Menu
News
EkBis
New Economy
Kabar Finansial
Sport & Lifestyle
Video
    Indeks
      About Us
        Social Media

        Kaleidoskop 2021 Jatuh Bangun Garuda Indonesia: Dari Rugi, Utang, Delisting, hingga Lawan Kepailitan

        Kaleidoskop 2021 Jatuh Bangun Garuda Indonesia: Dari Rugi, Utang, Delisting, hingga Lawan Kepailitan Kredit Foto: Antara/Muhammad Iqbal
        Warta Ekonomi, Jakarta -

        Tahun 2021 masih menjadi tahun yang berat bagi industri penerbangan Indonesia. Pembatasan mobilitas penduduk dalam rangka menanggulangi pandemi Covid-19 secara signifikan menekan jumlah penumpang angkutan udara dari 36,05 juta pada tahun 2020 menjadi diperkirakan hanya 28 juta penumpang pada tahun 2021 ini.

        Tantangan berat industri penerbangan turut dialami oleh maskapai BUMN, Garuda Indonesia sepanjang tahun 2021. Mulai dari merugi, terbelit utang, hingga harus berjuang melawan kepailitan. Simak selengkapnya dalam Kaleidoskop 2021 Jatuh Bangun Garuda Indonesia berikut ini.

        Garuda Indonesia Merugi

        Kendati berangsur membaik, penurunan jumlah penumpang pesawat masih berdampak signifikan terhadap kinerja keuangan PT Garuda Indonesia Tbk (GIAA). Berdasarkan laporan keuangan periode kuartal ketiga 2021, Garuda Indonesia mengantongi total pendapatan senilai US$939,03 juta.

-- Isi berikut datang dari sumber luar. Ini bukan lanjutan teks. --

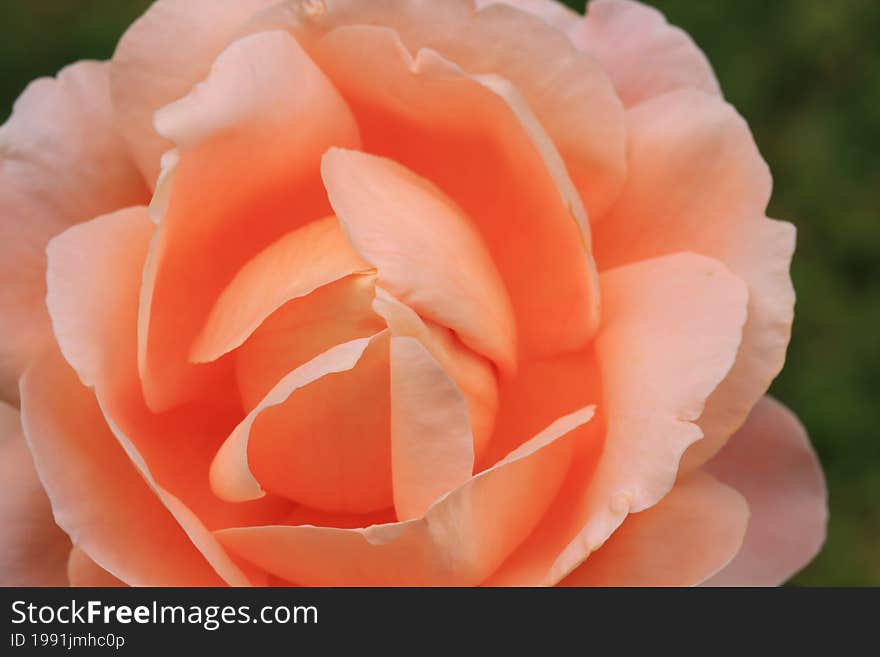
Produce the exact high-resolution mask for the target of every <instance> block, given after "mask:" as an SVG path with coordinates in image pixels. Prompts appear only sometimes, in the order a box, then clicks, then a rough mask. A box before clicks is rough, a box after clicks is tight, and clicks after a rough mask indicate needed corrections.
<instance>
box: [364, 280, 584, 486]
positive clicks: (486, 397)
mask: <svg viewBox="0 0 880 657" xmlns="http://www.w3.org/2000/svg"><path fill="white" fill-rule="evenodd" d="M373 309H374V310H375V311H376V313H377V314H378V315H380V316H381V317H382V318H383V319H384V320H385V322H386V323H387V326H388V328H389V329H390V330H391V333H392V334H393V335H396V336H409V337H412V338H416V339H417V340H418V341H419V342H420V343H421V344H422V345H423V346H424V347H425V348H426V349H427V350H428V352H429V353H430V354H431V357H432V358H434V359H435V360H436V361H437V363H438V364H439V366H440V367H441V369H442V371H443V372H445V373H446V374H447V375H448V376H449V378H451V379H452V381H453V382H454V383H455V386H456V387H457V388H458V390H459V392H461V394H462V395H463V396H464V399H465V402H466V403H467V410H468V416H469V418H470V426H471V430H472V432H473V443H474V444H473V458H479V457H480V455H481V454H482V453H483V452H484V451H485V450H486V448H487V447H488V443H489V439H490V437H491V435H492V429H493V428H494V426H495V414H496V412H497V411H498V380H497V377H496V370H495V368H494V367H493V366H492V363H491V362H489V361H488V360H486V359H485V358H483V357H481V356H480V355H479V354H476V353H474V352H473V351H471V350H470V349H468V348H467V347H466V346H464V345H463V344H462V343H461V341H460V340H459V339H458V337H456V335H455V333H453V332H452V331H450V330H449V329H447V328H444V327H442V326H437V325H435V324H432V323H431V322H430V321H425V320H423V319H422V318H421V317H419V315H418V314H417V313H416V312H414V311H413V310H412V309H411V308H409V307H408V306H407V305H406V304H404V303H401V302H400V300H398V299H395V298H394V297H393V296H392V295H391V294H389V293H388V291H387V290H383V289H382V288H380V287H377V288H376V296H375V299H374V301H373ZM437 374H438V376H439V373H437ZM512 378H513V379H519V377H512ZM441 385H442V384H441ZM393 401H394V400H393V398H392V403H393ZM582 406H583V405H581V406H578V407H575V408H581V407H582ZM559 415H560V414H559V413H557V414H556V415H554V416H553V418H555V417H559ZM553 418H550V419H551V420H552V419H553ZM544 424H545V425H546V424H547V422H545V423H544ZM539 429H540V427H538V428H536V429H535V430H534V431H532V432H531V433H530V434H527V436H526V437H528V436H531V435H534V434H535V433H536V432H537V431H538V430H539ZM524 440H525V437H524V438H523V440H522V441H520V442H524ZM517 444H519V443H517ZM513 447H515V445H514V446H512V447H510V448H509V449H507V450H506V451H505V452H504V453H503V454H501V455H500V456H499V458H500V457H501V456H504V454H507V452H510V451H512V450H513ZM473 458H472V459H471V461H473ZM496 460H497V459H496ZM472 467H473V463H471V469H472Z"/></svg>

Nilai tersebut menurun dari periode kuartal ketiga 2020 lalu yang mencapai US$1,14 miliar. 

        Akibatnya, kerugian yang ditanggung Garuda Indonesia bertambah besar dalam sembilan bulan pertama tahun 2021. Kerugian bersih Garuda Indonesia membengkak dari US$1,07 miliar per September 2020 menjadi US$1,66 miliar per September 2021.

        "Garuda Indonesia masih mencatatkan kerugian operasional yang disebabkan oleh struktur biaya Garuda Indonesia yang sebagian besar bersifat tetap/fixed, yang tidak sebanding dengan penurunan signifikan atas revenue Garuda Indonesia imbas kondisi pandemi Covid-19," ungkap manajemen Garuda Indonesia pada pertengahan November 2021 lalu.

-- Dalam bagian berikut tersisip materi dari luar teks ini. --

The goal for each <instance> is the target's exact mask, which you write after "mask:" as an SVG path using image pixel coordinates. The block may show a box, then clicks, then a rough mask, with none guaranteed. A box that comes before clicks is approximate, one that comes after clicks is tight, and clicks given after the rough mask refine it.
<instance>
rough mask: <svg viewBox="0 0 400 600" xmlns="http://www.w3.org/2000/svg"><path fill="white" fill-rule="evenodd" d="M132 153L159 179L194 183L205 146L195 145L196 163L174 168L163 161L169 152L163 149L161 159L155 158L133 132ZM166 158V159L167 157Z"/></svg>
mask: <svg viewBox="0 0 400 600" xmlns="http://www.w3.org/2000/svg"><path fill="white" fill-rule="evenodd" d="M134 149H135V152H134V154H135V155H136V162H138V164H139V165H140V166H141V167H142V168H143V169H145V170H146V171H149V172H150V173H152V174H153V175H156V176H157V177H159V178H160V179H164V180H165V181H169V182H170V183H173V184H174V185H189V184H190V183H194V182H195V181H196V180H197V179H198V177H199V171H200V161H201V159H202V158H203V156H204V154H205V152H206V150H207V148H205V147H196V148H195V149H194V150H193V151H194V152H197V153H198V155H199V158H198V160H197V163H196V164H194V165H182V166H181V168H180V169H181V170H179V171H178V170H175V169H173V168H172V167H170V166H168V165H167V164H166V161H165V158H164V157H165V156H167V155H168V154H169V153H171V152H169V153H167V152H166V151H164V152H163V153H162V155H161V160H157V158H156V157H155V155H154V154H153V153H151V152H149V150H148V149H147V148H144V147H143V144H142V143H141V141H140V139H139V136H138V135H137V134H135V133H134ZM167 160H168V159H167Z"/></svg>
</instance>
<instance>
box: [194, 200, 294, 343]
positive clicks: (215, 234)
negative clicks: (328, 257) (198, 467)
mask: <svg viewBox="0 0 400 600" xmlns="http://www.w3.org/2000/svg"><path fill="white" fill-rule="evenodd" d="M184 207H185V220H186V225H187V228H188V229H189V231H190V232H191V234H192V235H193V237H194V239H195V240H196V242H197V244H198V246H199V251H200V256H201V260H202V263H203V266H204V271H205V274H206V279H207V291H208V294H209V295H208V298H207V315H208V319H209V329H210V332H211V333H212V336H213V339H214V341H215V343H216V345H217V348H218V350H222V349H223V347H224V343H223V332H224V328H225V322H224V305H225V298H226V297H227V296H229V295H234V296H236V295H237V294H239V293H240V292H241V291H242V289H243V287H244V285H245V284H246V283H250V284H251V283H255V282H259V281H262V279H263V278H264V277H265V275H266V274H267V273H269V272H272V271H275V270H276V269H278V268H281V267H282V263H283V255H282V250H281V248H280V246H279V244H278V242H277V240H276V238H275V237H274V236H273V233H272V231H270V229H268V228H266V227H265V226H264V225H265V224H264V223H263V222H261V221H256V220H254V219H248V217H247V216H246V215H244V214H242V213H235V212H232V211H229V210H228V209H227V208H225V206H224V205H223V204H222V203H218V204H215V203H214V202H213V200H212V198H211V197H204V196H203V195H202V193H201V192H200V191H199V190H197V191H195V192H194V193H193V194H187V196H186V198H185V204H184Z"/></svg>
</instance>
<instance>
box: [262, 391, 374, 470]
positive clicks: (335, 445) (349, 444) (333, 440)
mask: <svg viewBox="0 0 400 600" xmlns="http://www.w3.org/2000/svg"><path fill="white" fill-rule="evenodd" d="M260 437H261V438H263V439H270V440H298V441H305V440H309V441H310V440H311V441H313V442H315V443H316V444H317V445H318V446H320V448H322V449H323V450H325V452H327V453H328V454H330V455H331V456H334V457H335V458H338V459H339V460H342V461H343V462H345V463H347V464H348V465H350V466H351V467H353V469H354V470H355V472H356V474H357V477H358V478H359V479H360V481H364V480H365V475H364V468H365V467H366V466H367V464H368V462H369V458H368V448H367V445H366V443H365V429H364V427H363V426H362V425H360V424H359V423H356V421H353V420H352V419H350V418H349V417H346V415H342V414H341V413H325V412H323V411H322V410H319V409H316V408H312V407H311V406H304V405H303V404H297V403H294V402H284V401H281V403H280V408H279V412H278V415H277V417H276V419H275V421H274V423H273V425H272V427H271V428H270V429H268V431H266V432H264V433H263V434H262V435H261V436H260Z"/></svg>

        Pangkas Rute Penerbangan dan Kandangkan Pesawat

        Mempertimbangkan kondisi keuangan perusahaan, Garuda Indonesia memutuskan untuk menutup sebagian rute penerbangan pada pertengahan tahun 2021. Sejumlah rute penerbangan internasional yang ditutup sekitar Juli 2021 lalu di antaranya rute menuju Melbourne dan Perth, Australia. Selain itu, Garuda juga menutup rute menuju Osaka, Jepang.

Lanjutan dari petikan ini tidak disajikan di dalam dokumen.